Mullen declined to discuss specifics of how police will manage the event.
"What we want to do is create an atmosphere to express views in a lawful and peaceful manner. We feel like we have a very good plan put together," he said.
Occupy Charleston participants held a peaceful march on Saturday.
"They were orderly. They followed all the rules. They did not disrupt anything," he said.
Organizers said they plan off-site marches of fewer than 50 people to banks and to City Hall. That activity is allowed if protesters are not disruptive, Mullen said.
A police presence at Occupy Charleston is welcome at all times, according to the organizers' city permit application. No alcohol will be served during the peaceful occupation. Illegal drugs will not be tolerated, the application said.
Amplified music will be banned after 11 p.m. A few small fires will be allowed under the supervision of the Charleston Fire Department, said Matt Rabon, an organizer for the event. "We have built an excellent working relationship with the police department," Rabon said.
Rabon said he expects a core group of about 50 activists at the park when Occupy Charleston starts at noon. He said he anticipates no more than 500 people to attend at one time during the 99 hours.
At some Occupy events in other cities, demonstrators have refused to leave. The Occupy Charleston permit for Brittlebank Park expires at 3 p.m. Sunday.
"We have every intention of leaving and cleaning up the park to pristine condition," Rabon said.

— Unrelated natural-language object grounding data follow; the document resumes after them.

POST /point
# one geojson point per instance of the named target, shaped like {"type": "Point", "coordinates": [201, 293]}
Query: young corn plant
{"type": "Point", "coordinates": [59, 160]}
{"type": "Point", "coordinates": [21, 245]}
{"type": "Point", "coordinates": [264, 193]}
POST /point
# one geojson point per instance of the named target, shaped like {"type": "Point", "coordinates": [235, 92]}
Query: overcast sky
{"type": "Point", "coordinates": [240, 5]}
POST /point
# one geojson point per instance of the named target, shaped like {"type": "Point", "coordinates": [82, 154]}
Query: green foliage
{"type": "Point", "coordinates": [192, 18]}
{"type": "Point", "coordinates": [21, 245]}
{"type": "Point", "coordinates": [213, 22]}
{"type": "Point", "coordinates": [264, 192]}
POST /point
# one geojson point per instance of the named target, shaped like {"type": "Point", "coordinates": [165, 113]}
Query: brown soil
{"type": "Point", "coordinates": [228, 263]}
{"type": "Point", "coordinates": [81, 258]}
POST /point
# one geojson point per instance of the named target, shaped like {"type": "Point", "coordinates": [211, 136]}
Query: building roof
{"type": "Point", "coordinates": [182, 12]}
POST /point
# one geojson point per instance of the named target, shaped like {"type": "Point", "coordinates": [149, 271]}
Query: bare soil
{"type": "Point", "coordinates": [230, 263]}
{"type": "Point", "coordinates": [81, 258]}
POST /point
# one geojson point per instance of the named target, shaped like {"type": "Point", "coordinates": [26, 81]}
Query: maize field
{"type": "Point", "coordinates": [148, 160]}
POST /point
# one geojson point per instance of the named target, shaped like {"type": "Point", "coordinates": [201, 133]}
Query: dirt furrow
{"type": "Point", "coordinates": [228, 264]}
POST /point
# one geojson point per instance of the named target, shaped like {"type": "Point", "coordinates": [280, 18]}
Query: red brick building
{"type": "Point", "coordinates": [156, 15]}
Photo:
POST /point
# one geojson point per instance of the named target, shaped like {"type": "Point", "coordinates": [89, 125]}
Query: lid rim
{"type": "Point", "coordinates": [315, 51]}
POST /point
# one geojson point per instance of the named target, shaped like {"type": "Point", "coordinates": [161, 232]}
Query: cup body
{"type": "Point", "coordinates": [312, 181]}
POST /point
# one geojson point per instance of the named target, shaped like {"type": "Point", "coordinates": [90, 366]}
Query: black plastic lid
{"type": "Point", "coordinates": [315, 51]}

He qualified his remarks by saying that the organized group will be out of the park as required on Sunday.
"We don't exactly control everyone involved in this," he said. "There's a lot of different folks in this with a lot of ideas."
Rabon, 29, a political science student at the College of Charleston and part-time restaurant manager, said he became interested in forming Occupy Charleston when he saw what was happening at Occupy Wall Street.
"It was the New York Police Department brutality, particularly the video of the police officer spraying the pepper spray at random into that crowd," he said.
He said his main concern is getting big money out of politics.
Another organizer, Chris Inglese, said Occupy Charleston will have First Amendment discussion groups, a library and activities for kids.
It will be a peaceful event, Inglese said.
"There is no support for not complying with the regulations of the city of Charleston," he said.
Inglese said he is not politically motivated.
"I'm an American, and I don't affiliate with Democrats or Republicans," he said.
The city will allow camping during the occupation.
Lectures and live music will be offered. A classical quartet will play Beethoven, Rabon said.
The family-friendly event will include art, food, speakers discussions, workshop and general assemblies, organizers said.